Advisors Increasingly See the Benefits of ETFs

September 08, 2008 at 2:00 pm by Tom Lydon

More and more advisors are making exchange traded funds (ETFs) a factor in their businesses. If your investments are handled by an advisor, it could have implications for your returns, risk and tax bill.

ETFs have given investors and advisors alike the opportunity to lower expenses, add greater diversification to portfolios and provide clients with better returns with lower risk.

There are more than 800 ETFs available, so investors and advisors can get exposure to a variety of investments, says Jonathan Burton for MarketWatch. If you need a fund that tracks the S&P 500, that can be accessed with the SPDRs (SPY). Likewise, there are ways to get exposure to small-caps, currencies, solar power, nanotechnology and more.

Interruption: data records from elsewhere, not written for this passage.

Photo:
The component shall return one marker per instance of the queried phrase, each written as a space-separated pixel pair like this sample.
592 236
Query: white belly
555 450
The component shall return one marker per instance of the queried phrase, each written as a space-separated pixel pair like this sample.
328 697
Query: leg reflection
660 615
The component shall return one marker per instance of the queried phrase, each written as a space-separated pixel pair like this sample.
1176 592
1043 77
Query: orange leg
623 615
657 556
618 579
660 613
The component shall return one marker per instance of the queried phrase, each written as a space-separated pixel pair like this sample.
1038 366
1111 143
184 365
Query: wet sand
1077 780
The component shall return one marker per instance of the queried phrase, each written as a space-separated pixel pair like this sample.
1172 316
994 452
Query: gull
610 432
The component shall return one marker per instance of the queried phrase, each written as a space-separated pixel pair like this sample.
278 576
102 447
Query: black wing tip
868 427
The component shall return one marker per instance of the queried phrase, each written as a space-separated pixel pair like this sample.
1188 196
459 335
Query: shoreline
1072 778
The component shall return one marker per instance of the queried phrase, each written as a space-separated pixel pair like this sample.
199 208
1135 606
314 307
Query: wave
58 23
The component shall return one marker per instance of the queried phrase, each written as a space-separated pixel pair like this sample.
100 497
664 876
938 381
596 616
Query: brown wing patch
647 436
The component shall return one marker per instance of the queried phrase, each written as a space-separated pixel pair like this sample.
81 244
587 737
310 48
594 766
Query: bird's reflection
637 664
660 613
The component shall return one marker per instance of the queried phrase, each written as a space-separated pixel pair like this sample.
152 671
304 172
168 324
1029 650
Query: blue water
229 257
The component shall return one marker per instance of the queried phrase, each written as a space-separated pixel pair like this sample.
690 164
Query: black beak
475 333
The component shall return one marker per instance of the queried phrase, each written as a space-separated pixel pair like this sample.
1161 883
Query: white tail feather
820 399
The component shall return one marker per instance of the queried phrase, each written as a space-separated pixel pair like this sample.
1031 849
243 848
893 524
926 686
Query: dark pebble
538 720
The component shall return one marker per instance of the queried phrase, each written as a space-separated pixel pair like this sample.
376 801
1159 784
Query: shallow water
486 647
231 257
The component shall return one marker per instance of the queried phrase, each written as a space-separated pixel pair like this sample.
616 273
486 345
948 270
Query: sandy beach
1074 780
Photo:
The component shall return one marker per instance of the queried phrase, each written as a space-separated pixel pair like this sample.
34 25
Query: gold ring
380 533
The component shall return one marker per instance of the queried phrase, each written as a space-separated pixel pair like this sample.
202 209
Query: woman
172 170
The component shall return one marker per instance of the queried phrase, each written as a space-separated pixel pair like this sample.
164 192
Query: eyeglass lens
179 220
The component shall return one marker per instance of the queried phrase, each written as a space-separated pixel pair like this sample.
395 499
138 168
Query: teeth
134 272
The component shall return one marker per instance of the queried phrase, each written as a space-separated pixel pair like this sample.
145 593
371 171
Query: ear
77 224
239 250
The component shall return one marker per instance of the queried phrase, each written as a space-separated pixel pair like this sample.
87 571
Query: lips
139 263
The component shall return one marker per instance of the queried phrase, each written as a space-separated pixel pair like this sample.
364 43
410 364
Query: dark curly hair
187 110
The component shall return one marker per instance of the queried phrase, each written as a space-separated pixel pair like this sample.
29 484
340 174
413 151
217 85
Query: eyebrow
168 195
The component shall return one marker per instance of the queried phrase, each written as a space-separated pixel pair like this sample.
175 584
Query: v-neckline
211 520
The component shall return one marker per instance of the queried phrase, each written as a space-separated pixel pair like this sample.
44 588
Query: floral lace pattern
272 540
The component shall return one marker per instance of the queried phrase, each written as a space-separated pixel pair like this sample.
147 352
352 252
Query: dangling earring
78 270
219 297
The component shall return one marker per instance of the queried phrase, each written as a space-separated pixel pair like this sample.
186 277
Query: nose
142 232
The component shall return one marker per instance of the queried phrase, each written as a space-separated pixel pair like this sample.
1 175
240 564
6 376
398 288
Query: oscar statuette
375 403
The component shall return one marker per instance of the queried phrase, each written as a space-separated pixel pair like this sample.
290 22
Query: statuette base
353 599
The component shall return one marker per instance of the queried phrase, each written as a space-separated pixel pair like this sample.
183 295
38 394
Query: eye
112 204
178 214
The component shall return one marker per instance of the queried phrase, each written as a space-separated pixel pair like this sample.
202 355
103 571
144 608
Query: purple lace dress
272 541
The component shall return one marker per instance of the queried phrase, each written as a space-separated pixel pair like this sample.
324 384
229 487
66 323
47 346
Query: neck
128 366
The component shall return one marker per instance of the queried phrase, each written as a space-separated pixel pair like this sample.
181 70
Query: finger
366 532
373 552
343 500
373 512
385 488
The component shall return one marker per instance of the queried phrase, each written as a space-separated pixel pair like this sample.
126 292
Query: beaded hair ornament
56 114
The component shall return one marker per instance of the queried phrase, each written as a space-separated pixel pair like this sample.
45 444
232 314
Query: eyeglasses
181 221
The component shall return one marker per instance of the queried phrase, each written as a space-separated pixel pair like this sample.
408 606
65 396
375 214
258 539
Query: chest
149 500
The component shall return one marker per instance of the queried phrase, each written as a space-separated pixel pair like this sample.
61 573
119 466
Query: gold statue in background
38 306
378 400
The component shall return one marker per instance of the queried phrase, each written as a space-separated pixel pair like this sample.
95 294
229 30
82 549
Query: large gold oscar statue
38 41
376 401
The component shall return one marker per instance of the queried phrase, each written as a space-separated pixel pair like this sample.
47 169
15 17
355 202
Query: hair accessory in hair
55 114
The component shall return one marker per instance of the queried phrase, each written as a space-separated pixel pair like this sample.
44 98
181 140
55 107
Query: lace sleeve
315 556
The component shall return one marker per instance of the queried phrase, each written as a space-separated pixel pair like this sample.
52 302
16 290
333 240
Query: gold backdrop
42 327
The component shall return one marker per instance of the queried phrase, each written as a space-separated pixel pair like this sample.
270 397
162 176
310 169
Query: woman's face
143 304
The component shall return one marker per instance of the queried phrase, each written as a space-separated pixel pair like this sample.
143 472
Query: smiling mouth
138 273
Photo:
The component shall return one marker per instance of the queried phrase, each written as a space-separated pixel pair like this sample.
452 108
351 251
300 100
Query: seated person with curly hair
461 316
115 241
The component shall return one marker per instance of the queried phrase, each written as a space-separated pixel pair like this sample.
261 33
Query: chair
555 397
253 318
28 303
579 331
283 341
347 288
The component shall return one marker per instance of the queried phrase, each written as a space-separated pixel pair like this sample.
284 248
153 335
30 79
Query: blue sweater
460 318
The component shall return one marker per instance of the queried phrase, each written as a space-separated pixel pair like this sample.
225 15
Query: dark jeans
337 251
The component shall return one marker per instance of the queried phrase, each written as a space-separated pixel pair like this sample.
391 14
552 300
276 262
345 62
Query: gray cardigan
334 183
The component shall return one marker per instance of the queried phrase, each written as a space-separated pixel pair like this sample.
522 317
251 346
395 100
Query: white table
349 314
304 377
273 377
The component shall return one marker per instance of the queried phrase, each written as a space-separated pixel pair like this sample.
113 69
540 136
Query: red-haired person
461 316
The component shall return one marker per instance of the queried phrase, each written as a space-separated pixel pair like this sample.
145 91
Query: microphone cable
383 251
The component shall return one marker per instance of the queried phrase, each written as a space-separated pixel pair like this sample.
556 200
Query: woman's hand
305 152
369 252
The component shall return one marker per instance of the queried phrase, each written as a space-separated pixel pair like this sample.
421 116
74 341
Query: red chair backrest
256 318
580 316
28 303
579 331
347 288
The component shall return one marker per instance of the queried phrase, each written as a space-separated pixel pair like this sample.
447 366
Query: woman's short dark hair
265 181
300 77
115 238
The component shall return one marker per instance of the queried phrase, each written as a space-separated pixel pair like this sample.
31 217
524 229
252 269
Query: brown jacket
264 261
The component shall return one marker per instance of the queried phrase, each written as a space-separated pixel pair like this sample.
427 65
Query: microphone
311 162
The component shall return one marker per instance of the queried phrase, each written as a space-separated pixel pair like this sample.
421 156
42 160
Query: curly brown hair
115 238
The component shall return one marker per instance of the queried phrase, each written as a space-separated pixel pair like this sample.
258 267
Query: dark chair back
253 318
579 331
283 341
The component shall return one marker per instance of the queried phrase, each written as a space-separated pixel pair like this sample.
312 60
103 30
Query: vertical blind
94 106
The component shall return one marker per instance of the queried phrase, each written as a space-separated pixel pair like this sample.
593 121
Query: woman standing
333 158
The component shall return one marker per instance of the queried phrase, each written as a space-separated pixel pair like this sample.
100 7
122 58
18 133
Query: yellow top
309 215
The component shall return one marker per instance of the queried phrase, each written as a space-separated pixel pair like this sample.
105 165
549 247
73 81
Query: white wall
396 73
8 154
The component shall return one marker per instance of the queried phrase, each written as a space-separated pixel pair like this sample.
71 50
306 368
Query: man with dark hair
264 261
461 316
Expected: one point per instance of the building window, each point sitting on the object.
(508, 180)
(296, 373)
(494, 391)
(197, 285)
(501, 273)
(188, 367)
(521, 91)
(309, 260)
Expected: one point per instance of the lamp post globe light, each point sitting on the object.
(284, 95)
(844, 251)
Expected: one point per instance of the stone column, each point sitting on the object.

The range of choices available are just one of several reasons advisors have been moving into ETFs. Many are frustrated with actively managed mutual funds, which generally have big expenses ratios and a poor track record at beating the market.

Burton cautions investors to be mindful of taxes and trading costs, though. How often are you adding new money? ETFs have transaction fees, just like stocks do, and if you’re dollar-cost averaging in small amounts, ETFs might not make the most sense.

But ETFs are very tax-efficient - they don’t generate capital gains until the fund is sold. Advisors can be hands-on about managing the tax bite, selling losers to offset any gains.